Sam Bankman-Fried describes his relationship with Diddy in jail

 Sam Bankman-Fried, the convicted crypto fraudster who is serving 25 years in prison, is breaking his silence about his life behind bars in a new interview with Tucker Carlson.

One major point of interest about Bankman-Fried has been about whether he has befriended disgraced rapper Sean “Diddy” Combs, who is serving time in the same Brooklyn detention center on racketeering conspiracy and sex trafficking charges. Combs has pleaded not guilty.

Bankman-Fried told Carlson that Diddy is “kind to people in the unit,” adding that he’s “been kind to me.”

“It’s kind of a soul crushing place for the world in general, and what we see are just the people that are around us on the inside rather than who we are on the outside,” Bankman-Fried told Carlson in the roughly 40-minute interview posted on X.

Carlson said that he and Diddy are “two of the most famous prisoners in the world,” but Bankman-Fried won’t tell the rapper that it was his 33rd birthday this week. “Someone else might, but I’m not,” he said.

Living with a celebrity is one of the more interesting aspects of Bankman-Fried’s life, he said. That changed last year after he was found guilty for defrauding customers and investors in his failed crypto exchange FTX. His sentence of 25 years was about half of what prosecutors had asked for, but still put him at the high end for sentence length in prominent white-collar fraud cases.

Bankman-Fried said he’s made some friends, but said prison was a “weird environment” because it’s a “combination of a few other high profile cases and then a lot of … ex-gangsters, alleged ex-gangsters.” Many of them are “surprisingly good at chess,” he learned.

He’s also shifted his political stance. Once a donor to former President Joe Biden, Bankman-Fried said he’s moved right and started donating to Republicans “privately” as much as he was to Democrats in late 2022. He said his politics changed after spending a lot of time in Washington, DC, during the Biden era and was “really, really shocked by what I saw — not in a good direction — from the administration.”

Carlson followed up that it’s “sort of weird” to ask Bankman-Fried if crypto regulation is moving in a “good direction,” but said he “couldn’t resist.”

His response? “Hopefully … Changing the guard helps. But financial regulators — they’re big, giant bureaucracies in the federal government — they’re not used to changing overnight. They have been playing a big, obstructive role for a decade in crypto.”

As for Bankman-Fried’s wealth, once worth around $15 billion, has all but diminished.
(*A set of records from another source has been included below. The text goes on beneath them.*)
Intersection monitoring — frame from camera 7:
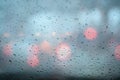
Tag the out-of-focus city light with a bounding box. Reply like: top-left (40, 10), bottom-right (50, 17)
top-left (29, 44), bottom-right (40, 55)
top-left (3, 33), bottom-right (10, 37)
top-left (84, 27), bottom-right (97, 40)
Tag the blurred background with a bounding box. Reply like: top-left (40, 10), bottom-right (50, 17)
top-left (0, 0), bottom-right (120, 79)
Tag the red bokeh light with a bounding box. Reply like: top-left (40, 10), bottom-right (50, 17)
top-left (84, 27), bottom-right (97, 40)
top-left (56, 43), bottom-right (71, 61)
top-left (29, 44), bottom-right (40, 55)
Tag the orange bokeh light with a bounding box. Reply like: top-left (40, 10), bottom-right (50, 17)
top-left (115, 45), bottom-right (120, 60)
top-left (84, 27), bottom-right (97, 40)
top-left (56, 43), bottom-right (71, 61)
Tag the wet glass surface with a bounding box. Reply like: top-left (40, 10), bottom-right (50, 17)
top-left (0, 0), bottom-right (120, 80)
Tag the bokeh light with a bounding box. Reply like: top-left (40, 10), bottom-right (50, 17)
top-left (115, 45), bottom-right (120, 60)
In addition to the prison sentence, he also ordered a forfeiture of $11 billion.

“The company that I used to own … had nothing intervened, today it would have about $15 billion of liabilities and about $93 billion of assets,” he said. “The answer should be, in theory, yes, there was enough money to pay everyone back in kind. But that’s not how things worked out. Instead, it all got roiled up in a bankruptcy.”